Did you also love Reading Rainbow as a kid? It was a great way to get kids excited about reading. For me, that show captured the wonder and magic I felt every time I opened a book. No matter what kind of book they promoted, I wanted to read it.
Reading Rainbow understood that reading is often in need of good publicity. Some students are reluctant readers or need convincing to try a new type of book. Other students abandon books after a few pages.
I’ve found it helps to take some cues from public relations firms to improve reading’s reputation with my students. Use these tips to add surprise and delight to the reading experience in your classroom and improve reading’s image today.
1. Create a “personal library” that’s special.
When I moved to a new classroom several years ago, I put my personal collection of children’s books in a cabinet and labeled it, “Ms. Howard’s personal library. Please ask to borrow a book.” It wasn’t a big sign, but it was enough for students to ask to see what books I had hidden behind the closed cabinet door.
The requests to borrow from my library increased throughout the year, with each student taking a few minutes to talk to me about the book they chose or to ask for a recommendation. The personal interaction only added to the excitement of accessing a new, secret set of books.
TEACHER TIP: To ensure that all books are returned to you in good shape, take a picture of each student with the book they borrowed. These photos will serve as entertaining reminders of who borrowed what.
2. Save books for later.
Capture some of that excitement from the beginning of the year when the entire classroom library was new and fresh by holding back a few stacks of books to put out after winter break. This is also a good time to think about introducing new kinds of reading materials: graphic novels, illustrated encyclopedias, or even high-interest magazines.
TEACHER TIP: Make sure to give students a brief introduction to the new books in your classroom library by reading the backs of a few titles or sharing what makes each one special.
3. Adopt a classroom author or stage an event.
One of the coolest experiences I’ve had as a classroom teacher was when my fourth grade class was obsessed with Raina Telgemeier’s graphic novel, Smile, and Kazu Kibuishi’s Amulet series.
Both authors were scheduled to speak as part of a live web interview, sharing their writing (and drawing) process with students across the country. I made a big announcement, sharing the details of the upcoming event, and promoted each of the books to my class.
It wasn’t long before my students had organized a list, outlining in what order they were going to read our classroom copies of Smile and Amulet 1-4. They devoured the books to get ready for the webcast, but even after the interview was over they still passed them around to read a second or even a third time.
TEACHER TIP: You don’t have to wait for a live event to promote an author or genre in your classroom. Schedule a character costume contest or arrange to show a pre-recorded author interview and build-up enthusiasm leading up to big day.
4. Change up your read-aloud.
Read aloud is a special time in the classroom, and not just because it has the power to calm and quiet even the most unsettled students.
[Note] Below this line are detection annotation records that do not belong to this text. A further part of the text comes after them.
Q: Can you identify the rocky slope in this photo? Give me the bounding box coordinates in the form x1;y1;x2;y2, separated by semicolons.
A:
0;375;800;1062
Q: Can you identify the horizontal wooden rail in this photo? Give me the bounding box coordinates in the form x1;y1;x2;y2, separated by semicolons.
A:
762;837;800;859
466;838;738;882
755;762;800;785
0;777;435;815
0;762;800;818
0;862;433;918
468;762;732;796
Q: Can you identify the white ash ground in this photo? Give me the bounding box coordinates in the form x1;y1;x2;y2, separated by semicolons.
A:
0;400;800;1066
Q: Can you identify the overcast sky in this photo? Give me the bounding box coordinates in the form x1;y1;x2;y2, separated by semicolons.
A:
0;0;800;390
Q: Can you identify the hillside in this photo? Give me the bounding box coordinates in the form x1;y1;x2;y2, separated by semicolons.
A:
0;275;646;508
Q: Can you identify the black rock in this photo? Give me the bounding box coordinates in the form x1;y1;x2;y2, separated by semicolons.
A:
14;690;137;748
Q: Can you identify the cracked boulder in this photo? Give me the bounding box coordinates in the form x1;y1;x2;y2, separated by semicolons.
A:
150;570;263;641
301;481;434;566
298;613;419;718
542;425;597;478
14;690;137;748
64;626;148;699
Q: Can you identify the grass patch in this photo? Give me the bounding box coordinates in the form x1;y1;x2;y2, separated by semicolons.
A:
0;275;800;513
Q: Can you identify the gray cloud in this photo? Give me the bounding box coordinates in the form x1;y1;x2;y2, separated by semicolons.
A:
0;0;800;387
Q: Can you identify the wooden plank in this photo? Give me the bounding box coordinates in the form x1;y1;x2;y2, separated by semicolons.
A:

Make read aloud even more special by taking the experience one step further: pass out a small treat for students to nibble on while you read, allow them to lay on the floor as they listen, or play part of the audiobook read by the author.
One year, my students asked if they could to pull down all the curtains and turn out the lights while I read by the light of a small globe that doubled as a lamp. It was so cozy, we continued the practice all winter.
TEACHER TIP: You don’t have to spend money or provide food to turn read aloud into a memorable occasion. Changes like moving your class to a grassy spot on campus or taking care to do all the silly voices won’t cost you a thing.
5. Start a “Flashlight Friday.”
Give your sustained silent reading time a boost with flashlights.
Turn off the classroom lights, lower the shades and have students grab a comfy spot on the rug or bean bag chair. Reading by flashlight is not only an exciting treat, but it literally focuses students’ attention on the book in front of them.
TEACHER TIP: It doesn’t have to be Friday to use flashlights, but I find that alliteration makes everything more fun. Also, while blanket forts are optional, they magnify magic exponentially.